One night, as he slept on a friend’s couch, he thought about his upbringing in the church and about the God he had always heard that loved him—the one that he had asked into his heart as a little boy. He thought about the coach and how kind and generous his faith in God seemed to make him.

He cried out to God, “I’m all alone. What am I going to do?”

It was then that he heard a voice that he couldn’t pin point. Was it inside or outside his head?

It was then that he heard a voice that he couldn’t pin point. Was it inside or outside his head?

“I don’t want you to do anything,” the voice said. “I’ve already done it. Trust Me.”
“God?” Steve said. “Is that you?”
“I’ve done it. It is finished. Trust Me,” God spoke again.
“But I don’t only have spiritual needs. I have to have somewhere to go. Something to pursue.”
“I’ve already done it. Trust Me.”
"But where will I live? Who will take me in?”
“I’ve already done it. Trust Me,” came the answer again.
“But I need money. How will I go to college?"
“I’ve already done it. Trust me,” came the answer one more time.

Steve was dumfounded. He was suddenly struck that God’s grace and love extended beyond his soul to his most basic needs—that when Jesus died on the cross, he was not only purchasing his heart, but his entire life. God would be his father, mother, mentor, friend and provider. God cared for him even more than he did.

Since that day, God has not only pointed the way and steadied the ship as he traversed the aftermath of his parents’ deaths, he has experienced a life of joy and hope as he has grown in his relationship with Christ. God has replaced unspeakable sorrow with unfathomable beauty and a true sense of purpose.
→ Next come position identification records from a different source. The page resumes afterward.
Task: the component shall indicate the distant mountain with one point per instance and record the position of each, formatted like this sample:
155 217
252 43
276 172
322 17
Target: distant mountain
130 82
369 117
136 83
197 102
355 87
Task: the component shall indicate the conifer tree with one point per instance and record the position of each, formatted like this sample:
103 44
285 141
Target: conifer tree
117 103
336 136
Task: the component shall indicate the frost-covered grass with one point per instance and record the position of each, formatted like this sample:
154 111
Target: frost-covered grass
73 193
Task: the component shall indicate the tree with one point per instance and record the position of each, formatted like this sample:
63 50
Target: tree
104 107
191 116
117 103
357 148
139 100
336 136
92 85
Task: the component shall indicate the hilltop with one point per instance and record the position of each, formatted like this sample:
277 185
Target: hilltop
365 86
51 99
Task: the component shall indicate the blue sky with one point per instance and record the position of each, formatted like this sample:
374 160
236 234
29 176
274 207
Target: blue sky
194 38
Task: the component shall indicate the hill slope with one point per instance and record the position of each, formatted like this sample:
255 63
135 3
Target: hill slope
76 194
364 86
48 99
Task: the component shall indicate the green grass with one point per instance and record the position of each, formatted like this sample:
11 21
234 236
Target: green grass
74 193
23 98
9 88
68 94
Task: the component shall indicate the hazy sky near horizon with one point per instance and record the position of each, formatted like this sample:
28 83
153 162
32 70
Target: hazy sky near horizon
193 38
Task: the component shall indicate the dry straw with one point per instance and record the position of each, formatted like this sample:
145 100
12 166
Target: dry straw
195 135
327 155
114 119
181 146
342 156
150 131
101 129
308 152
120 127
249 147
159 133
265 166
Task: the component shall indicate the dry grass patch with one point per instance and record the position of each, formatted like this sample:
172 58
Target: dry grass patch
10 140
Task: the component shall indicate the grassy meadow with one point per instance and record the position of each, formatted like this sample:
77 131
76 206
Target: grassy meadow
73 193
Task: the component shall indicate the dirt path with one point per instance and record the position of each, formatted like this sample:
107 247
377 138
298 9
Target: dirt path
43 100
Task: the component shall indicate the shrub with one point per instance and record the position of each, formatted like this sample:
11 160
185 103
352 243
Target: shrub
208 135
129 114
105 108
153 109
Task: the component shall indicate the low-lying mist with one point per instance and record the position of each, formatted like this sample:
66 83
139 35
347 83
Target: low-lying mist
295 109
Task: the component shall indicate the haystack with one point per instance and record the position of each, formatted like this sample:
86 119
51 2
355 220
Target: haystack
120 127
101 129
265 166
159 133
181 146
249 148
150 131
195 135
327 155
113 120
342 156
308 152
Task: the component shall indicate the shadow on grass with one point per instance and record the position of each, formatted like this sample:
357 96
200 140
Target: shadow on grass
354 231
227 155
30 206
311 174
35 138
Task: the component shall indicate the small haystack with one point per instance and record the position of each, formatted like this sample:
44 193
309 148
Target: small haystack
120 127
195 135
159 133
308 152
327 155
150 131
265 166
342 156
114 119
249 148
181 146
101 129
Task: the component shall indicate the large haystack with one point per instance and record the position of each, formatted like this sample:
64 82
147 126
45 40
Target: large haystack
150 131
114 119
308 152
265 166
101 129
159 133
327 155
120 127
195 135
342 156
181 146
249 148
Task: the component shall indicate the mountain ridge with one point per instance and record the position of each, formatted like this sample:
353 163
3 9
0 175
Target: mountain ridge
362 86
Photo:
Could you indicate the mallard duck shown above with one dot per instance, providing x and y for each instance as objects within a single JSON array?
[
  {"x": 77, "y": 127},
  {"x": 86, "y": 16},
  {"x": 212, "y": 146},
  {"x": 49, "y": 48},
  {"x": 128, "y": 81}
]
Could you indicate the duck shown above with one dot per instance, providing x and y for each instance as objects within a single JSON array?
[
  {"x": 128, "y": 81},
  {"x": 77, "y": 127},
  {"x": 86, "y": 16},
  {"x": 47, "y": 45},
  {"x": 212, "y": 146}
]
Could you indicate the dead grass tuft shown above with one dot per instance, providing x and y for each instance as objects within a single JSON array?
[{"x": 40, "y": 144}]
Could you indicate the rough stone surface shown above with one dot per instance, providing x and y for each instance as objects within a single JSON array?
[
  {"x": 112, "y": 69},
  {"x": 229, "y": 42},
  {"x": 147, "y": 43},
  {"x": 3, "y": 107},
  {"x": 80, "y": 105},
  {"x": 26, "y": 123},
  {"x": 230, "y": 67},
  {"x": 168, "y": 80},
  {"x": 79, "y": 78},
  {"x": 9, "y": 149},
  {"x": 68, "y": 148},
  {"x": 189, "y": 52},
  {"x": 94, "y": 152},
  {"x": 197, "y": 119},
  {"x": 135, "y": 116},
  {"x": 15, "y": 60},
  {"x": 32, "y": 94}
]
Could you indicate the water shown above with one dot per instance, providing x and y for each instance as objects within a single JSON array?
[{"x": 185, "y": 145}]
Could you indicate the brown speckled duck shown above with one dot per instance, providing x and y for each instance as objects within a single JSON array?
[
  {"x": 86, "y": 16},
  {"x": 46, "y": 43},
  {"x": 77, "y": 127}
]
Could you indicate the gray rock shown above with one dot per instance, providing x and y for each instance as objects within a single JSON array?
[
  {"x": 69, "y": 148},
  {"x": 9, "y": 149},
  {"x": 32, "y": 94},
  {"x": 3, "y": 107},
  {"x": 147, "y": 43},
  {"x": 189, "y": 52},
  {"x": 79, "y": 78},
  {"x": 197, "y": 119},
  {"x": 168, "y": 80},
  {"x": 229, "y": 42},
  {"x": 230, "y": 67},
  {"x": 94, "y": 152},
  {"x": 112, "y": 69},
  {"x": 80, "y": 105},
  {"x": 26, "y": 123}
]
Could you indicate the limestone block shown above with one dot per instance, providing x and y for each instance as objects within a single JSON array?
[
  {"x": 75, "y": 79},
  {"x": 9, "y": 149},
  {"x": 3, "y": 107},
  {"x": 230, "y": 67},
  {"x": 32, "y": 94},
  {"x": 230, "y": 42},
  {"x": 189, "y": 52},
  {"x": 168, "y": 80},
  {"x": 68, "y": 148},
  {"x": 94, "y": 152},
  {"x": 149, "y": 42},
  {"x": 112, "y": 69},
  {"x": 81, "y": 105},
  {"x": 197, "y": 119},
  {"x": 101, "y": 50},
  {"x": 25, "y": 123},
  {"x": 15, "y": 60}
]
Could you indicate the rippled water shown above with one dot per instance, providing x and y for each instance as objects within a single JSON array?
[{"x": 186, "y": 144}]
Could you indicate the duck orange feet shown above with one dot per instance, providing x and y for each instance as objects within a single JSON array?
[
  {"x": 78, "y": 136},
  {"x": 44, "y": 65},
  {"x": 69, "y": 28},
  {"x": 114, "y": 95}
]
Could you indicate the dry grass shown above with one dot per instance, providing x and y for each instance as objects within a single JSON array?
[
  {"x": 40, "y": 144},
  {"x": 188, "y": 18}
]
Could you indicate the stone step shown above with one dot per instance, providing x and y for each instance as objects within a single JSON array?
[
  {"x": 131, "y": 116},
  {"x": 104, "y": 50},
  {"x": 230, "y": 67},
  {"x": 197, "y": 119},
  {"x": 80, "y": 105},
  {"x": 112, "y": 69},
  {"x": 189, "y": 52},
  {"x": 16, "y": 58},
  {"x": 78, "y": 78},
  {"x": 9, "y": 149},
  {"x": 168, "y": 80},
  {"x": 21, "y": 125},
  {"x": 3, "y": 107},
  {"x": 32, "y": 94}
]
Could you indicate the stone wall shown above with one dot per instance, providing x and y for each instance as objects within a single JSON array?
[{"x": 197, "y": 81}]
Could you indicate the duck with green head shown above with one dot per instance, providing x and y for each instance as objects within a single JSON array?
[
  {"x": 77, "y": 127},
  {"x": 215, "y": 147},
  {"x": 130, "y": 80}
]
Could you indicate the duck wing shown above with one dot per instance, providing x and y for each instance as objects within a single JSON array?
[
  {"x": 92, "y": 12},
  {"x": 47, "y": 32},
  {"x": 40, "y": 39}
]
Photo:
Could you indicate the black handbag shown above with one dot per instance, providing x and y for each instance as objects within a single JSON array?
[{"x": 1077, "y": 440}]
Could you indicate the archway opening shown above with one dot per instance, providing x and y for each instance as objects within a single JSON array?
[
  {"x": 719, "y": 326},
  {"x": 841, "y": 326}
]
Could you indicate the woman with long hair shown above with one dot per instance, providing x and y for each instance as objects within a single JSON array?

Today, Steve, a high school teacher and member of the Rock Church PST (Pastoral Support Team), doesn’t wrestle with, “What am I going to do now?”

“God has proven that he is faithful and trustworthy,” says Steve. “Human weakness and bad decisions do not diminish His power but rather show how much we can rely on Him for everything. There is no amount of suffering or pain that compares with what He endured on the cross for us. He can see us through any situation. I know what I’m going to do now and forever. I’m going to trust in the Lord.”

* * *

NOTE: Twenty-five years after the suicides, Steve’s younger brother, Mike, a strong Christian, felt the need to confess a secret he had been keeping. On the afternoon of his parents' deaths, he had gone into their room first and saw his parents as they lay dead. He was too scared to tell anyone about what he had seen.